‘If we see anyone selling illicit liquor, we will bash them up’

‘If we see anyone selling illicit liquor, we will bash them up’
Karunapuram — a thickly populated residential pocket in Tamil Nadu’s Kallakurichi town — is now a village of hooch widows. Ten days ago, more than 40 of them lost their husbands to methanol-laced liquor sold in plastic pouches.
It’s not just grief that is writ large on their faces but also anger that their repeated pleas to officials to stop people from brewing and selling the spurious liquor fell on deaf ears.
Some of them are ready to dismantle the hooch dens themselves if the authorities fail to do so.
“We are fed up. There has to be an end to this. We don’t want kids to become addicts like their fathers,” says a young widow. “This time, we won’t be waiting around for govt to act. If we come across anyone selling arrack, we will bash up and destroy their units. After this tragedy, we have the support of people.”
K Manikandan, a 33-year-old loadman at the Karunapuram vegetable market, was among those who died. His second wife, M Radha, 36, is two months pregnant and inconsolable. “What will I say when my child asks about the father? I don’t have the strength to tell my child that he died of consuming spurious liquor, and that I failed to make him kick the habit,” she says. Radha’s elder daughter is in Class VI. Manikandan also has two children from his first wife M Savithri (33).
“He used to consume arrack, but stopped. Then he started again. It was his habit and that of other men in the locality. Finally, the arrack took their lives,” says Savithri.

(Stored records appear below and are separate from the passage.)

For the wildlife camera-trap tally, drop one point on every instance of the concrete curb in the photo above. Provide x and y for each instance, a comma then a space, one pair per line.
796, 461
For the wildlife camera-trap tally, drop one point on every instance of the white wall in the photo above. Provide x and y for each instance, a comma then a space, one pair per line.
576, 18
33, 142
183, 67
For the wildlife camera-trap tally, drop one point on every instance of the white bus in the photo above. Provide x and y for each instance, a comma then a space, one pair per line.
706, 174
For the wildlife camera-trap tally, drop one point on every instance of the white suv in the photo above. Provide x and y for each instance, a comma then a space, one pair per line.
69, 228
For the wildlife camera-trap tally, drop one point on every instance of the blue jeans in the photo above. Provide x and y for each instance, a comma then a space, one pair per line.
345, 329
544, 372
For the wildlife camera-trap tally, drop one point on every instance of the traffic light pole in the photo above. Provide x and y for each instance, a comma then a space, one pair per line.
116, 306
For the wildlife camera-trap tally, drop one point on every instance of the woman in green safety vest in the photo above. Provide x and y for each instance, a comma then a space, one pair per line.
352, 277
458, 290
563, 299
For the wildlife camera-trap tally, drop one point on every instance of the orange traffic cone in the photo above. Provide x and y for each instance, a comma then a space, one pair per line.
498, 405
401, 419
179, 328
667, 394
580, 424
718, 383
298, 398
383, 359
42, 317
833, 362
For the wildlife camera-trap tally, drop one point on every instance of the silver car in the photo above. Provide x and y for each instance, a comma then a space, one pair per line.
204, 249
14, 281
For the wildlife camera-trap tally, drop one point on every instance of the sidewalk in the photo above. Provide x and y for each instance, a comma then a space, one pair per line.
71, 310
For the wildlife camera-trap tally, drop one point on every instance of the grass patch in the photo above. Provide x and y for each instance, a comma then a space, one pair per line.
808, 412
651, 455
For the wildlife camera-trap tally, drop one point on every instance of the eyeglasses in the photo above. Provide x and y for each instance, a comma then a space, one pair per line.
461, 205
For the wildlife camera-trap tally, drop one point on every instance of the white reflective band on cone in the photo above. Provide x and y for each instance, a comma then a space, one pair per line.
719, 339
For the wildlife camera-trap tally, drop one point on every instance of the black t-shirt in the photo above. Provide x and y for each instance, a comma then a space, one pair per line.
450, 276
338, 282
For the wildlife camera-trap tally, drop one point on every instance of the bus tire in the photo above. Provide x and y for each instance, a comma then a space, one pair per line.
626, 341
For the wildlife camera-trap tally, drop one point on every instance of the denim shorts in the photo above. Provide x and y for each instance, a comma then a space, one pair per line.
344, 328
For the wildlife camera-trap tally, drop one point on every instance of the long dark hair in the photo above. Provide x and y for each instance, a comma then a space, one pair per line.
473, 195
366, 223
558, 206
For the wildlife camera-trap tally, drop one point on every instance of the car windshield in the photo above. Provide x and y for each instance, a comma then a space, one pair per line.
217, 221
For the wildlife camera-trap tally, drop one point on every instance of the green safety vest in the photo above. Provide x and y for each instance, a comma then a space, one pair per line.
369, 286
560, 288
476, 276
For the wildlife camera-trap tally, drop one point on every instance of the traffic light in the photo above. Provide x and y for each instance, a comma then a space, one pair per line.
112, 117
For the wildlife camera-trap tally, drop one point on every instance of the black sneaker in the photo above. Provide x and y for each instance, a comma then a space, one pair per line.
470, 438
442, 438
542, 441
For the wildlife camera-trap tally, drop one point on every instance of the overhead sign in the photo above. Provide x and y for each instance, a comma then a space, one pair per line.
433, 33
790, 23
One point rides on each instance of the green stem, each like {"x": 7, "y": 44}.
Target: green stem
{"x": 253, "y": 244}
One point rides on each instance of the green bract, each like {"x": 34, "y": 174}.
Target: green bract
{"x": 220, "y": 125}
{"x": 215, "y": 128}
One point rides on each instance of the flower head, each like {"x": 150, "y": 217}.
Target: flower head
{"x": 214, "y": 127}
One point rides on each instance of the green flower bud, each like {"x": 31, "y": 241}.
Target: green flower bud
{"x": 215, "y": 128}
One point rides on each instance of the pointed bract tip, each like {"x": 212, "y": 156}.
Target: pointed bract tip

Alcohol has often been a hot-button political issue in Tamil Nadu as its sale is controlled by the govt. Since locally brewed moonshine is much cheaper than that available in state- controlled shops, the poor gravitate towards this illicit brew. Most of those who died in the tragedy were daily-wage workers. One of them was S Madan, a 45-year-old painter and sole breadwinner of his family of five — wife Ilayarani,37, two daughters aged 19 and 20, and a 15-year-old son.

The free availability of illicit liquor in the locality is no secret. “It has been ruining families for the past two decades. Officials are not the least bothered about this illegal business as they get good financial returns from it,” says a political activist living in Karunapuram, on condition of anonymity.
A widow who did not wish to be identified says it’s not easy to speak up. “The bootleggers have the support of all the influential people — whether it’s politicians or govt officials, including those in excise, prohibition and police departments. Not just that, many people in the locality support the brewing and sale of illicit liquor, and even threaten us whenever we identify the culprits and complain,” she says.
Though the scale of this tragedy shocked everyone, alcohol-related problems aren’t isolated to this town. A recent report released by social organisation ‘Kalangarai,’ based in Nagapattinam, found that of the 495 widows studied in Tamil Nadu, nearly half of them (188) lost their husbands to alcohol addiction and its related complications.
In 2023, more than 20 people died after they consumed spurious liquor in Villupuram and Chengalpet districts.
Chief minister M K Stalin informed the Assembly on Friday that the Tamil Nadu Prohibition Act of 1937 will undergo amendments to impose stricter penalties on those involved in brewing and bootlegging illicit liquor. Also, 562 village committees have been established in the district to prevent the sale of arrack and drugs. Led by village administrative officers, these committees include village assistants, anganwadi workers, beat patrol constables, and woman health volunteers to monitor and report illegal activities related to the production, storage, transportation, and sale of illicit liquor, drugs, and tobacco products.